A sizzler is a medley dish invented in Mumbai. It is cooked and served on a hot metal plate that is placed on a wooden holder when taken to the customer's table. The dish is inspired by the Japanese Teppanyaki, in which vegetables and meat are cooked on a very hot metal griddle, to keep the inside soft and moist, and make the outside crunchy.

== History ==
The Indian sizzler was invented by Firoz Erani in Mumbai in 1963, and his restaurant near Excelsior cinema was called "Sizzler". He was inspired by an American version of Japanese Teppanyaki at a restaurant called Sizzler which he visited in California. Firoz's second wife Tachiko was Japanese. In 1967, they shut down their restaurant "Sizzler" and moved to the Isle of Man. Firoz's son Shahrookh Erani continued the tradition of serving sizzlers, and opened "Touche" on Warden Road in the same year. In 1971, he moved to Pune where he started a new restaurant "The Place: Touche". The restaurant is still popular today, is managed by Farida Vachha, and carries the mantle of being the original sizzler restaurant of India.

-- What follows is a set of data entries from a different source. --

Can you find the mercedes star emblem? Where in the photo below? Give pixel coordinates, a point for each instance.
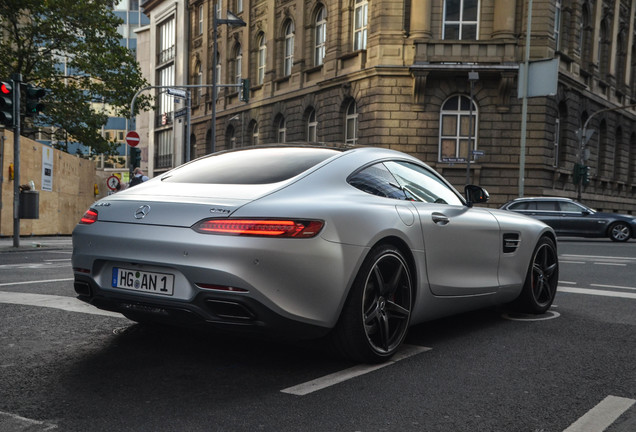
(142, 211)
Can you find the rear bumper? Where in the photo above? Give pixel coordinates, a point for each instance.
(228, 313)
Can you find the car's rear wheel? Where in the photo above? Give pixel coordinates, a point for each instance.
(376, 316)
(620, 231)
(541, 282)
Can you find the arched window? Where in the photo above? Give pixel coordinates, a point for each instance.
(560, 148)
(289, 48)
(312, 126)
(198, 79)
(602, 149)
(238, 63)
(461, 19)
(254, 129)
(455, 128)
(618, 152)
(351, 124)
(360, 24)
(320, 35)
(631, 173)
(262, 58)
(281, 136)
(231, 137)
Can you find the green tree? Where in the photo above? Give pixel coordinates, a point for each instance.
(71, 48)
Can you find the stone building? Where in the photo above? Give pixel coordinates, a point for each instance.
(395, 73)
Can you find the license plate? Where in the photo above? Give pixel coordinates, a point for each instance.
(137, 280)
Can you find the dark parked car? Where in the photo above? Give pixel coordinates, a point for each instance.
(571, 218)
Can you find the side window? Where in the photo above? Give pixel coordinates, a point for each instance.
(519, 206)
(570, 207)
(377, 180)
(547, 205)
(423, 185)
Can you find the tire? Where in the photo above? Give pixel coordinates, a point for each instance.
(377, 313)
(541, 282)
(620, 232)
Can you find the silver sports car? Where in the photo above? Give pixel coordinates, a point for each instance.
(304, 242)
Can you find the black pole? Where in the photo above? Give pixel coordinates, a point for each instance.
(17, 80)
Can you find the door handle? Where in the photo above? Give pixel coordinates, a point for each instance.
(440, 219)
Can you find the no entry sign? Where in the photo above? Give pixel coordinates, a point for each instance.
(132, 138)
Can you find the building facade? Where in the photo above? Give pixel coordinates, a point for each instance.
(434, 78)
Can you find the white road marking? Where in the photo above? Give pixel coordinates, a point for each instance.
(70, 304)
(613, 286)
(14, 422)
(602, 415)
(597, 257)
(597, 292)
(35, 282)
(336, 378)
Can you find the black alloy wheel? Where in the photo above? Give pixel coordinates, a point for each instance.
(541, 282)
(376, 317)
(620, 232)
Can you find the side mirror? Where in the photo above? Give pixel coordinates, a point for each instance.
(475, 194)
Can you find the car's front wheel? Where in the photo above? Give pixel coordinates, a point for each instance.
(542, 278)
(620, 231)
(376, 316)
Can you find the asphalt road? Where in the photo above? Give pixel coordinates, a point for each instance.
(66, 368)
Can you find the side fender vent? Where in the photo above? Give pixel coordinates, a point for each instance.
(511, 242)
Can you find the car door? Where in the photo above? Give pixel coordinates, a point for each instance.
(462, 244)
(578, 220)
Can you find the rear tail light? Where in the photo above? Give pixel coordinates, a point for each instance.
(260, 227)
(89, 217)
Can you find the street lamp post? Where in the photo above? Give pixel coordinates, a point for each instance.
(233, 21)
(472, 78)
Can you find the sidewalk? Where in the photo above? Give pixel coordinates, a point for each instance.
(32, 242)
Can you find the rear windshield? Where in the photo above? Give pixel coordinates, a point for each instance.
(252, 166)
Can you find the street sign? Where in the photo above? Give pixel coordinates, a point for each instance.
(132, 138)
(112, 182)
(176, 92)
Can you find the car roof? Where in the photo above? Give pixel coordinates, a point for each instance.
(542, 199)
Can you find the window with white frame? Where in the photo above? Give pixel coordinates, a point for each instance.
(360, 23)
(198, 76)
(289, 48)
(217, 67)
(557, 24)
(166, 34)
(255, 134)
(262, 58)
(461, 19)
(457, 128)
(282, 130)
(320, 36)
(166, 78)
(351, 124)
(312, 127)
(238, 63)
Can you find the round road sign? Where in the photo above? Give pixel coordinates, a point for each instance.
(132, 138)
(112, 182)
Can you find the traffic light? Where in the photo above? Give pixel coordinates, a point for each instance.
(586, 173)
(6, 104)
(33, 104)
(244, 93)
(135, 158)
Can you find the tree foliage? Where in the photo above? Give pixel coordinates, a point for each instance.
(72, 48)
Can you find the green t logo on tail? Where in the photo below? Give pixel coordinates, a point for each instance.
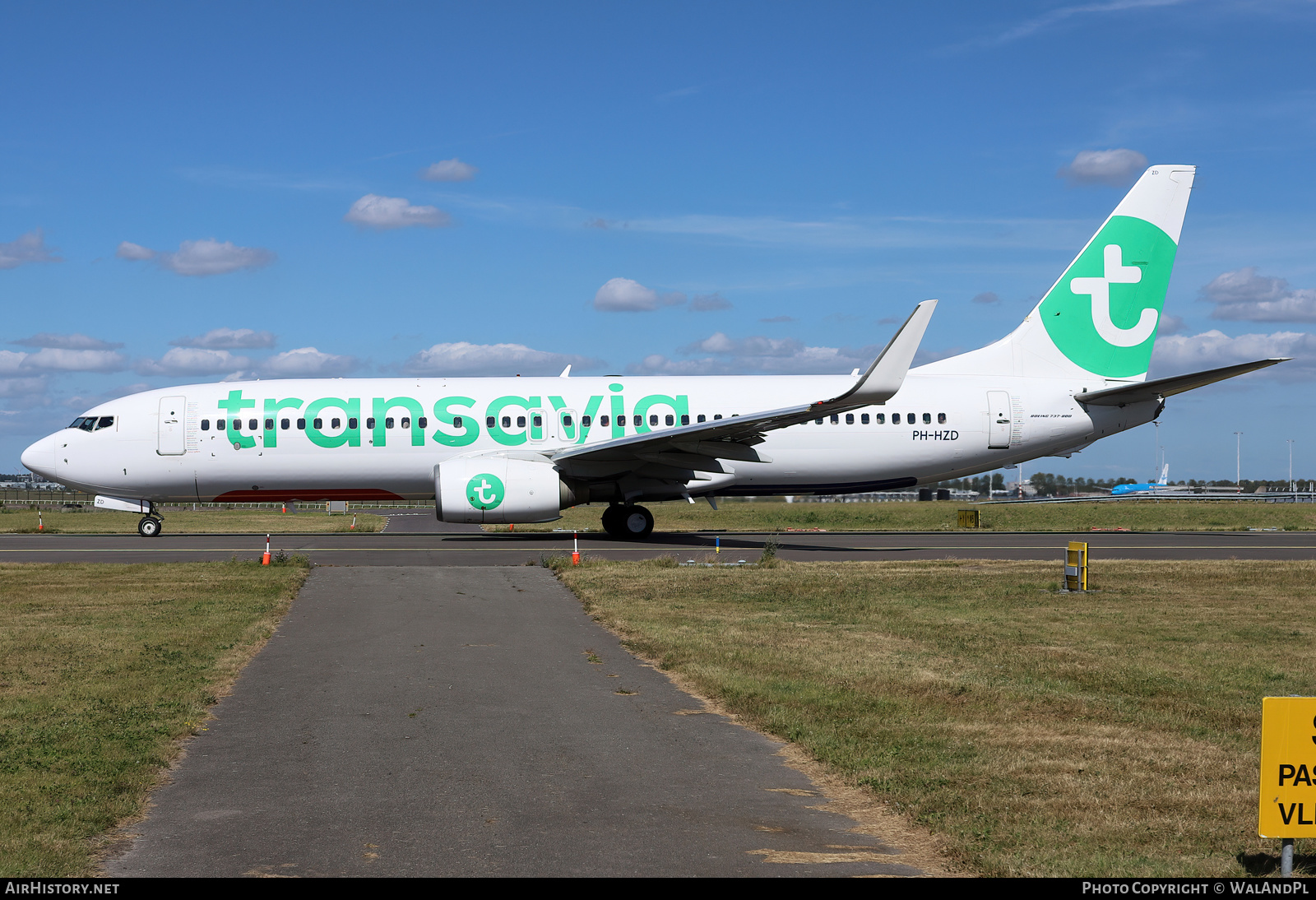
(486, 491)
(1105, 311)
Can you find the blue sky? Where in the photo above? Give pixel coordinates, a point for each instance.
(192, 191)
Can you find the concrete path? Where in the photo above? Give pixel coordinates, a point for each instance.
(474, 721)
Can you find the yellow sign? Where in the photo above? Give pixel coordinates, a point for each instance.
(1287, 768)
(1076, 566)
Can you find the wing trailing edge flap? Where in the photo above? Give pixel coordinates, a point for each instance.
(1166, 387)
(701, 447)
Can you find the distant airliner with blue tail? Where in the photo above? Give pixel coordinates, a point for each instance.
(1151, 487)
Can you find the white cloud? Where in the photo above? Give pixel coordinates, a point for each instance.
(624, 295)
(449, 170)
(1169, 325)
(26, 248)
(756, 355)
(1057, 16)
(66, 342)
(1112, 167)
(228, 338)
(23, 387)
(386, 213)
(192, 361)
(58, 360)
(89, 401)
(462, 358)
(308, 362)
(708, 303)
(1248, 296)
(129, 250)
(204, 257)
(1181, 353)
(11, 361)
(211, 257)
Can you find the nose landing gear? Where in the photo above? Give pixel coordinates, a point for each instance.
(628, 522)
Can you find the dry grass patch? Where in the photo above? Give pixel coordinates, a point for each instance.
(103, 670)
(184, 522)
(1111, 733)
(1136, 515)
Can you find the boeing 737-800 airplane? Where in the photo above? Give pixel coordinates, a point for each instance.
(521, 449)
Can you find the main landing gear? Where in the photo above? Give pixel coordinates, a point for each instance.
(628, 522)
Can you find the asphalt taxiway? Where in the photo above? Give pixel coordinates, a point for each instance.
(418, 540)
(475, 721)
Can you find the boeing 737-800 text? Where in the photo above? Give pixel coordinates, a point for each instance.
(521, 449)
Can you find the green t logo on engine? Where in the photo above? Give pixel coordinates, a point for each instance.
(484, 491)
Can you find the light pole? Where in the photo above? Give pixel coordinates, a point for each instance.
(1239, 461)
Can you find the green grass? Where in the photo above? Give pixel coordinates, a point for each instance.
(941, 516)
(1110, 733)
(183, 522)
(103, 670)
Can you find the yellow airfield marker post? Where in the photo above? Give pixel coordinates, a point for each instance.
(1287, 808)
(1076, 566)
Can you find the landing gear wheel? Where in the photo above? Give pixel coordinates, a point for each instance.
(628, 522)
(636, 522)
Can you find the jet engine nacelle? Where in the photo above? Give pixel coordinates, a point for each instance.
(499, 489)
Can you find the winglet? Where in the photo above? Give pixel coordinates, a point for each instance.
(887, 371)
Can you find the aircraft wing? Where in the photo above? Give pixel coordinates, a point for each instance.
(1165, 387)
(677, 452)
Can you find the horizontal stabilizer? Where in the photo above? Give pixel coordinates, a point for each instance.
(1165, 387)
(887, 371)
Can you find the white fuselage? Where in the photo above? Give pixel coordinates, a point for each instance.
(166, 445)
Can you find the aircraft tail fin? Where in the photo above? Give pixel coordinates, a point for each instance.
(1101, 318)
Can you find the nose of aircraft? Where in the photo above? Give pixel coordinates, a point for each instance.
(41, 457)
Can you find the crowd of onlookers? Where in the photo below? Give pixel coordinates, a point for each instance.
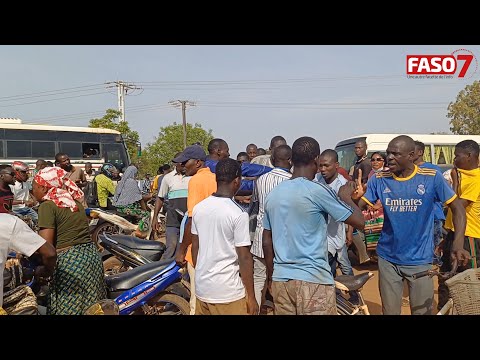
(273, 223)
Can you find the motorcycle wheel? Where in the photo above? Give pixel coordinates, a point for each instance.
(106, 227)
(168, 304)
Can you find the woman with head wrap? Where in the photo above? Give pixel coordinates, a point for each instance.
(78, 280)
(129, 200)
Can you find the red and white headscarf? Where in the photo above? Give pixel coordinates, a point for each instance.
(61, 190)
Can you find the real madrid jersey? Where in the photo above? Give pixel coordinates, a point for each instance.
(408, 205)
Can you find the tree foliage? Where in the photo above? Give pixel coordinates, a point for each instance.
(110, 121)
(465, 111)
(168, 143)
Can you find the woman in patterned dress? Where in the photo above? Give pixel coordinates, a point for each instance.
(78, 280)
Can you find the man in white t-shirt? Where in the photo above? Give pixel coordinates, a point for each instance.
(22, 204)
(336, 231)
(17, 236)
(221, 249)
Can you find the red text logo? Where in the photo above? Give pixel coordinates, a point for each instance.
(459, 63)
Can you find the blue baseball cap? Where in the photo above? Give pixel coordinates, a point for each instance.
(191, 152)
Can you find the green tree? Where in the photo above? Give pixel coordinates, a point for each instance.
(465, 111)
(110, 121)
(169, 142)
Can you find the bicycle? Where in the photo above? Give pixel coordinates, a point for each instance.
(464, 290)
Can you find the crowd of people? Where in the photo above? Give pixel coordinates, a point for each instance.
(274, 224)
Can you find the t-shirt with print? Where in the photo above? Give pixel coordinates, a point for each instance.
(6, 198)
(263, 185)
(200, 186)
(71, 228)
(221, 226)
(408, 203)
(296, 211)
(469, 189)
(16, 236)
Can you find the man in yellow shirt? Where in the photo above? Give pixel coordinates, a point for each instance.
(466, 183)
(201, 185)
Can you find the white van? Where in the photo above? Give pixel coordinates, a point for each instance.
(439, 149)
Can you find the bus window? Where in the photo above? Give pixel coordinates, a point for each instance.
(115, 154)
(78, 136)
(91, 151)
(43, 149)
(16, 134)
(73, 150)
(19, 149)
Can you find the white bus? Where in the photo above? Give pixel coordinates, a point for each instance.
(439, 149)
(28, 143)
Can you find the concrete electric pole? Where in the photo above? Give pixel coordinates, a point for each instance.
(122, 88)
(183, 104)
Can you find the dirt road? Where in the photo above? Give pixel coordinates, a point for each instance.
(371, 293)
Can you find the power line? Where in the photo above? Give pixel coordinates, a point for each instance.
(123, 89)
(54, 92)
(183, 104)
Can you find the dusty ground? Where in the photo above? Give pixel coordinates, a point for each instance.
(371, 293)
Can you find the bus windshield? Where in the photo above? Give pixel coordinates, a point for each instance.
(346, 153)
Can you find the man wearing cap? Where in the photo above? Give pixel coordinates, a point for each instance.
(201, 185)
(218, 150)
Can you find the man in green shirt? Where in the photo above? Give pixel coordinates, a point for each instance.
(105, 185)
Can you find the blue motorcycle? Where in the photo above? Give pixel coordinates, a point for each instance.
(156, 288)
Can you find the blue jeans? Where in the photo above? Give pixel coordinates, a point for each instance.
(27, 211)
(437, 237)
(343, 261)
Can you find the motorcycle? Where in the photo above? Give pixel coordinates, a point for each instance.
(156, 288)
(22, 292)
(102, 221)
(151, 289)
(122, 252)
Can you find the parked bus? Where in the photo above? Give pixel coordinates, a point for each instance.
(439, 149)
(28, 143)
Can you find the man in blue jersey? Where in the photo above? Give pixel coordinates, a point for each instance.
(294, 239)
(438, 215)
(408, 195)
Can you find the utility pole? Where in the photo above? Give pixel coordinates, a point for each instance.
(122, 88)
(183, 104)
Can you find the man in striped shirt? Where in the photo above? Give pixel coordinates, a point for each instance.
(282, 164)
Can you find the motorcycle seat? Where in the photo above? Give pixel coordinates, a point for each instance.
(133, 242)
(131, 278)
(353, 282)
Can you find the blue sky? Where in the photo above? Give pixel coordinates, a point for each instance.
(243, 93)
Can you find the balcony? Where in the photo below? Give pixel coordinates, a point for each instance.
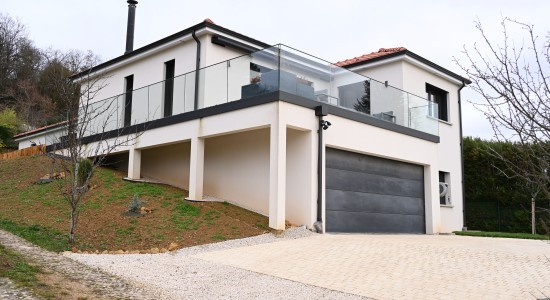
(279, 68)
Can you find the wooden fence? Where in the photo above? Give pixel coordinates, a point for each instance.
(34, 150)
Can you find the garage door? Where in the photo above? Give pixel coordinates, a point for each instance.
(371, 194)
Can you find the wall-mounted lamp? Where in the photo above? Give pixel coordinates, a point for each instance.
(325, 124)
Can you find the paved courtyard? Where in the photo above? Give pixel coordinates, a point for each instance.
(403, 266)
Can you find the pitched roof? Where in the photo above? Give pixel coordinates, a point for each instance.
(207, 23)
(366, 57)
(385, 53)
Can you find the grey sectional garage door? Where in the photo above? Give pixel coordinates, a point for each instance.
(372, 194)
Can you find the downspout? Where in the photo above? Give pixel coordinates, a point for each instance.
(464, 227)
(197, 68)
(320, 111)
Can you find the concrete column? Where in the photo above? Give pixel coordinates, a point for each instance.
(277, 175)
(134, 164)
(196, 171)
(433, 211)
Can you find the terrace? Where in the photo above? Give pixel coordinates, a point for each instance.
(278, 69)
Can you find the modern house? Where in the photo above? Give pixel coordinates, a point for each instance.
(369, 144)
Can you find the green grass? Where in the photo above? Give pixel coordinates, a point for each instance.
(46, 238)
(14, 267)
(185, 209)
(527, 236)
(218, 237)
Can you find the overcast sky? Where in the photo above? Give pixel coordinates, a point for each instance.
(331, 29)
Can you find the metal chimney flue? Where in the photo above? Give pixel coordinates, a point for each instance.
(131, 24)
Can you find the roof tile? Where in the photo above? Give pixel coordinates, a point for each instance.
(366, 57)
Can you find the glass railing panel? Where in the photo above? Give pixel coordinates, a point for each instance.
(213, 90)
(263, 74)
(178, 103)
(155, 101)
(278, 68)
(388, 103)
(140, 106)
(306, 76)
(423, 115)
(241, 80)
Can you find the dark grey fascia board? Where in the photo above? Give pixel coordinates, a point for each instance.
(231, 43)
(250, 102)
(358, 117)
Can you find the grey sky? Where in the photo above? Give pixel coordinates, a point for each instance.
(331, 29)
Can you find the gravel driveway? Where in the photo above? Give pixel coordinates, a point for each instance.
(181, 275)
(303, 265)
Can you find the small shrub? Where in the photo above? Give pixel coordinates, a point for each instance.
(135, 205)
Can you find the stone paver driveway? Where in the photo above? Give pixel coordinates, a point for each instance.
(404, 266)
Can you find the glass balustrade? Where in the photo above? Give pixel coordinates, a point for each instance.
(277, 68)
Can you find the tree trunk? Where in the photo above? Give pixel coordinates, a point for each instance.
(72, 226)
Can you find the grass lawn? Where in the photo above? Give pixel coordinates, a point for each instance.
(504, 235)
(14, 267)
(40, 213)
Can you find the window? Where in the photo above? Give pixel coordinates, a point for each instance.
(444, 188)
(439, 96)
(128, 88)
(169, 67)
(356, 96)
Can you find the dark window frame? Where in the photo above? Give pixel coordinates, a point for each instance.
(128, 89)
(169, 73)
(441, 97)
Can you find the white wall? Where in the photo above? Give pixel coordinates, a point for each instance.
(236, 168)
(301, 175)
(448, 152)
(167, 163)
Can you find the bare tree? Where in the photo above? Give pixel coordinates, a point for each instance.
(513, 79)
(20, 65)
(93, 129)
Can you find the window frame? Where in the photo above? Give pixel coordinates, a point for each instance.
(441, 97)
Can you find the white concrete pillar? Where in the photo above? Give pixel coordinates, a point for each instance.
(277, 175)
(134, 164)
(196, 170)
(431, 188)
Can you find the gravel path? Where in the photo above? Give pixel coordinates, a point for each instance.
(179, 275)
(93, 282)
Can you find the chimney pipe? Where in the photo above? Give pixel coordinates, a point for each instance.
(131, 24)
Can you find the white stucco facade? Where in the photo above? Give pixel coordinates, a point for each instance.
(263, 156)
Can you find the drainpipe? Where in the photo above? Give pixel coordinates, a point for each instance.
(464, 227)
(197, 68)
(130, 26)
(320, 111)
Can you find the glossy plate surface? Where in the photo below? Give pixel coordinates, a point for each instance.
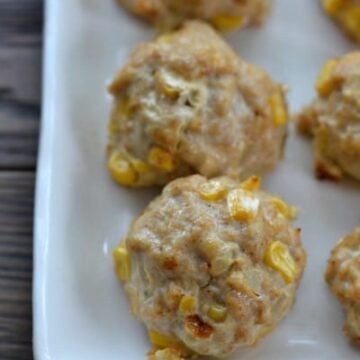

In 1975, a businessman called Vazir Rizvi started his own restaurant (and later chain) called "Kobe Sizzlers" in Mumbai. Other restaurants such as Yoko Sizzlers and Fountain Sizzlers soon followed suit in Mumbai, and Zamu's and Yana in Pune. Most large cities in India now have restaurants that specialise in sizzlers, and some of the iconic sizzler restaurant chains have branches in the UAE.

== Description ==
A sizzler is essentially a single dish meal, in which meats and vegetables are cooked in a sauce on a hot metal plate. The dish has been described as an "open-roasted, grilled or shallow fried piece of meat, chicken, fish or vegetable patty, served on an oval shaped metal or stone hot plate, kept on a wooden base. The word "sizzler" comes from the sizzle that one hears after heating the dish under a grill. The metal plate is heated to the point right before service, that when the finished steak is placed on it, it sizzles and the smoky flavour makes the dish more enticing." In terms of preparation, the equipment and method for all sizzlers is the same, despite the large variety of ingredients and sauces.